The Fifth Amendment’s protection against self-incrimination, as stated above, was crucial in the establishment of Miranda rights after a landmark 1966 Supreme Court case. Also known as a Miranda warning, Miranda rights are now routinely delivered by law enforcement to a potential suspect before questioning. The warning begins, “You have the right to remain silent. Anything you say can and will be used against you in a court of law. You have the right to an attorney. If you cannot afford an attorney, one will be appointed for you.”
It is important to note that neither a judge nor jury should make any assumption about a defendant’s guilt or innocence based on them taking or pleading the Fifth. In fact, in the 1960s, the Supreme Court ruled that a jury cannot infer guilt because a defendant invokes their right to remain silent and refuses to testify. In other words, they cannot take a defendant’s refusal to testify into consideration when reaching a decision of guilty or not guilty. Although some people may find pleading the Fifth suspicious, it is not and should never be taken as an admission of guilt.

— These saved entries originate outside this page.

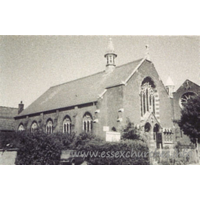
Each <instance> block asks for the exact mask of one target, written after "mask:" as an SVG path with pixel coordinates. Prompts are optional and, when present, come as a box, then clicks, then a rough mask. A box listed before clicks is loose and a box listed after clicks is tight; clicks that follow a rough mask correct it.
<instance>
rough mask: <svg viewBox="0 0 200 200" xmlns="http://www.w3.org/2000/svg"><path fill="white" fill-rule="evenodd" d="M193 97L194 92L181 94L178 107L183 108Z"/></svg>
mask: <svg viewBox="0 0 200 200" xmlns="http://www.w3.org/2000/svg"><path fill="white" fill-rule="evenodd" d="M195 96H196V94H195V93H194V92H187V93H185V94H183V95H182V96H181V98H180V100H179V105H180V107H181V108H183V107H184V105H185V104H186V103H187V102H188V100H189V99H191V98H192V97H195Z"/></svg>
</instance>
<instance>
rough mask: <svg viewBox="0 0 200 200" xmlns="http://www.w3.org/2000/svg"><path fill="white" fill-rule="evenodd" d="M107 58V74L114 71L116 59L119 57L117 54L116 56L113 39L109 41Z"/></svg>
mask: <svg viewBox="0 0 200 200" xmlns="http://www.w3.org/2000/svg"><path fill="white" fill-rule="evenodd" d="M105 57H106V58H107V64H106V72H110V71H113V69H114V68H115V66H116V65H115V58H116V57H117V54H115V50H114V46H113V43H112V39H111V38H110V39H109V42H108V47H107V50H106V54H105Z"/></svg>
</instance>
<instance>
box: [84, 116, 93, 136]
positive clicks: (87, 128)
mask: <svg viewBox="0 0 200 200" xmlns="http://www.w3.org/2000/svg"><path fill="white" fill-rule="evenodd" d="M92 121H93V120H92V116H91V115H90V113H86V114H85V115H84V116H83V130H84V131H85V132H87V133H88V132H91V131H92V128H93V127H92Z"/></svg>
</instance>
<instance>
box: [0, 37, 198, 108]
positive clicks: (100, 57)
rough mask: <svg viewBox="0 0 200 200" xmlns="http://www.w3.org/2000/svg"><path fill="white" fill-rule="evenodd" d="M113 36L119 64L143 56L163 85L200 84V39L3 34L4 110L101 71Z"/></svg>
mask: <svg viewBox="0 0 200 200" xmlns="http://www.w3.org/2000/svg"><path fill="white" fill-rule="evenodd" d="M110 37H111V38H112V41H113V44H114V47H115V52H116V54H117V58H116V65H117V66H119V65H122V64H125V63H128V62H131V61H134V60H136V59H140V58H143V57H144V56H145V52H146V49H145V46H146V44H148V45H149V54H150V60H151V61H152V62H153V63H154V65H155V68H156V70H157V71H158V74H159V75H160V77H161V79H162V81H163V83H164V84H165V83H166V81H167V78H168V76H170V77H171V79H172V80H173V82H174V84H175V88H176V89H178V87H179V86H180V85H181V84H182V83H183V82H184V81H185V80H186V79H190V80H191V81H193V82H195V83H197V84H200V70H199V69H200V37H199V36H116V35H114V36H109V35H108V36H0V94H1V96H0V106H9V107H18V104H19V102H20V101H23V103H24V104H25V108H26V107H27V106H28V105H30V104H31V103H32V102H33V101H35V100H36V99H37V98H38V97H39V96H40V95H42V94H43V93H44V92H45V91H46V90H48V89H49V88H50V87H51V86H54V85H58V84H62V83H64V82H67V81H71V80H74V79H77V78H81V77H84V76H87V75H90V74H94V73H97V72H99V71H103V70H104V69H105V67H106V59H105V58H104V55H105V52H106V48H107V44H108V40H109V38H110Z"/></svg>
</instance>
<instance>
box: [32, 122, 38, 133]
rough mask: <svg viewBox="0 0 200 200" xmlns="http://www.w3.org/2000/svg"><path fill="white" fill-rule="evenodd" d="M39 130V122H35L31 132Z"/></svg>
mask: <svg viewBox="0 0 200 200" xmlns="http://www.w3.org/2000/svg"><path fill="white" fill-rule="evenodd" d="M37 129H38V125H37V122H33V123H32V125H31V132H32V133H33V132H34V131H36V130H37Z"/></svg>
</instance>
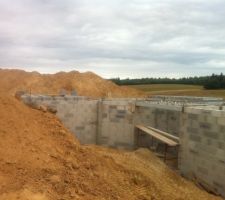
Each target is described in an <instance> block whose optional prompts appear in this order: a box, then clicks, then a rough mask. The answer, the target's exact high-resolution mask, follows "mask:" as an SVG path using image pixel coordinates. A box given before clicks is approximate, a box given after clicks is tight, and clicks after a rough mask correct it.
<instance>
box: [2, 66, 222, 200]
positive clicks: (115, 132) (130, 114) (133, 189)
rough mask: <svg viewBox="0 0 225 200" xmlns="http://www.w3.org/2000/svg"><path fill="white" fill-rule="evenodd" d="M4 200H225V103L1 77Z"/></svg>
mask: <svg viewBox="0 0 225 200" xmlns="http://www.w3.org/2000/svg"><path fill="white" fill-rule="evenodd" d="M0 85H1V88H0V113H1V114H0V117H1V120H0V136H1V140H0V199H1V200H16V199H21V200H75V199H84V200H94V199H96V200H101V199H102V200H103V199H104V200H106V199H107V200H109V199H112V200H114V199H118V200H119V199H121V200H124V199H129V200H167V199H168V200H171V199H177V200H178V199H179V200H181V199H183V200H188V199H190V200H193V199H196V200H199V199H209V200H211V199H218V200H219V199H224V198H225V102H224V99H222V98H213V97H187V96H182V97H181V96H150V97H149V96H146V95H145V94H144V93H143V92H141V91H139V90H136V89H131V88H128V87H125V86H117V85H116V84H114V83H112V82H110V81H107V80H104V79H102V78H101V77H99V76H97V75H95V74H94V73H91V72H87V73H79V72H76V71H73V72H68V73H64V72H60V73H57V74H53V75H42V74H39V73H37V72H25V71H20V70H0Z"/></svg>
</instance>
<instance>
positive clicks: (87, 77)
mask: <svg viewBox="0 0 225 200" xmlns="http://www.w3.org/2000/svg"><path fill="white" fill-rule="evenodd" d="M0 85H1V86H2V87H1V88H0V91H2V92H7V93H11V94H14V93H15V92H16V91H18V90H27V91H31V92H32V93H41V94H59V91H60V90H61V89H66V90H67V91H73V90H75V91H76V92H77V93H78V95H81V96H90V97H108V96H109V97H138V96H141V95H143V94H142V92H140V91H138V90H135V89H131V88H127V87H119V86H117V85H116V84H114V83H112V82H111V81H107V80H104V79H102V78H101V77H99V76H97V75H96V74H94V73H92V72H86V73H80V72H77V71H72V72H68V73H65V72H60V73H57V74H53V75H42V74H39V73H37V72H25V71H22V70H0Z"/></svg>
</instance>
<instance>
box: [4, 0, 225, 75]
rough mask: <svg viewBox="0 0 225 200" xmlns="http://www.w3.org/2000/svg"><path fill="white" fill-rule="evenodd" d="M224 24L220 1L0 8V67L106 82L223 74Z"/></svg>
mask: <svg viewBox="0 0 225 200" xmlns="http://www.w3.org/2000/svg"><path fill="white" fill-rule="evenodd" d="M224 18H225V2H224V1H223V0H214V1H210V0H204V1H203V0H188V1H185V0H161V1H158V0H114V1H105V0H65V1H61V0H39V1H34V0H33V1H30V0H18V1H12V0H8V1H4V0H0V53H1V54H0V65H1V66H2V67H8V66H15V67H23V68H24V69H26V70H30V71H31V70H40V71H42V72H48V73H49V72H50V73H52V72H55V71H58V70H65V71H69V70H73V69H77V70H81V71H85V70H89V71H94V72H96V73H99V74H100V75H103V76H105V77H113V76H121V77H128V76H130V77H135V76H138V77H142V76H146V74H148V75H149V76H171V77H178V76H183V75H202V74H210V73H212V72H220V71H225V47H224V45H225V37H224V35H225V21H224ZM203 66H204V67H203Z"/></svg>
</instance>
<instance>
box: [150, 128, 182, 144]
mask: <svg viewBox="0 0 225 200" xmlns="http://www.w3.org/2000/svg"><path fill="white" fill-rule="evenodd" d="M146 127H147V128H149V129H151V130H153V131H155V132H157V133H159V134H161V135H164V136H165V137H167V138H169V139H171V140H175V141H176V142H178V143H179V142H180V139H179V137H176V136H174V135H171V134H169V133H166V132H164V131H161V130H159V129H156V128H153V127H151V126H146Z"/></svg>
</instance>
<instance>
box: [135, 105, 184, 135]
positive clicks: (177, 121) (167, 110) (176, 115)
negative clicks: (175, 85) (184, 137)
mask: <svg viewBox="0 0 225 200" xmlns="http://www.w3.org/2000/svg"><path fill="white" fill-rule="evenodd" d="M181 111H182V106H174V105H173V106H168V105H160V104H153V103H151V102H143V101H140V102H137V103H136V109H135V116H134V117H135V121H134V122H135V124H143V125H146V126H152V127H153V128H157V129H160V130H162V131H165V132H168V133H170V134H172V135H175V136H179V133H180V127H181V125H180V124H181V115H182V112H181Z"/></svg>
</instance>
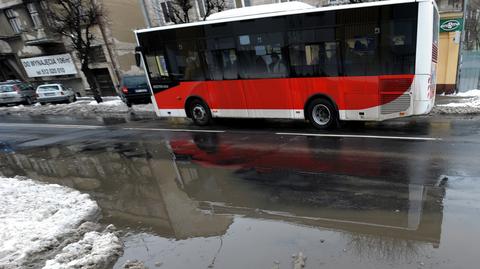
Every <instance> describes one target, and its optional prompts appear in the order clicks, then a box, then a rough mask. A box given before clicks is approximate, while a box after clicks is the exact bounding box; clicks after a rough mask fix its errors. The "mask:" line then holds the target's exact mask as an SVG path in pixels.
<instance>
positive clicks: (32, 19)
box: [27, 3, 43, 29]
mask: <svg viewBox="0 0 480 269" xmlns="http://www.w3.org/2000/svg"><path fill="white" fill-rule="evenodd" d="M27 9H28V13H30V18H32V22H33V27H35V28H36V29H38V28H41V27H42V26H43V25H42V19H41V18H40V14H39V13H38V9H37V6H36V5H35V4H34V3H28V4H27Z"/></svg>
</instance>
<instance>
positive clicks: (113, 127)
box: [0, 123, 225, 133]
mask: <svg viewBox="0 0 480 269" xmlns="http://www.w3.org/2000/svg"><path fill="white" fill-rule="evenodd" d="M0 127H28V128H72V129H104V128H109V127H113V128H115V126H114V125H112V126H108V125H106V126H102V125H78V124H77V125H75V124H48V123H39V124H31V123H0ZM119 129H122V130H132V131H163V132H198V133H224V132H225V131H224V130H195V129H173V128H141V127H138V128H136V127H125V128H122V127H120V128H119Z"/></svg>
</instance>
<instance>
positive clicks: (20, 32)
mask: <svg viewBox="0 0 480 269" xmlns="http://www.w3.org/2000/svg"><path fill="white" fill-rule="evenodd" d="M5 15H6V16H7V19H8V22H9V23H10V25H11V26H12V29H13V31H14V32H15V33H17V34H19V33H21V32H22V30H23V29H22V25H21V24H20V19H19V18H18V14H17V12H15V11H13V10H12V9H6V10H5Z"/></svg>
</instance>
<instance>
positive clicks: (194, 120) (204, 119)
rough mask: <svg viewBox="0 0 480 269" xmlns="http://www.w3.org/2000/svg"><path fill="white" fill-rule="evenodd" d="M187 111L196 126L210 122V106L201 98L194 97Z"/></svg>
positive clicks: (208, 123)
mask: <svg viewBox="0 0 480 269" xmlns="http://www.w3.org/2000/svg"><path fill="white" fill-rule="evenodd" d="M188 109H189V113H190V116H191V117H192V120H193V123H195V124H196V125H198V126H206V125H209V124H210V123H211V122H212V114H211V113H210V108H209V107H208V105H207V104H205V103H204V102H203V101H202V100H199V99H195V100H193V101H192V102H191V103H190V106H189V108H188Z"/></svg>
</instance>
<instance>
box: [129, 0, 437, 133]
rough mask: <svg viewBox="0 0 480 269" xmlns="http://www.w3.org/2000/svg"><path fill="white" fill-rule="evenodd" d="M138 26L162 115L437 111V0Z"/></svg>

Note that witnesses can also exert their Fifth Amendment right to stay silent and to refuse to answer questions from a defense attorney, if doing so would implicate them in any crime (not limited to the case being tried and for which they are testifying). Also note that a defendant cannot plead the Fifth in objection to the collection of evidence, such as DNA or fingerprint evidence.
Curious about the right way to cite the US Constitution? Here’s how.
The Origin of Protection Against Self-Incrimination
It’s interesting to note that protection against self-incrimination was likely born out of the Puritans’ refusal to respond to English investigators in the 17th century. The Puritans were a group of English Protestants who were discontent with the Church of England and sought to reform its practices. They were often coerced into stating their religions affiliation and their part in the religious reform movement that came to be known as Puritanism, and punished once they confessed. Ultimately, in the mid 1600s, English law did grant its citizens protection against self-incrimination. Still, Puritans fled religious persecution by coming to America. In so doing, they brought with them the idea that we should have the right to remain silent and protect ourselves in criminal proceedings. This idea is now woven into the legal fabric of this country.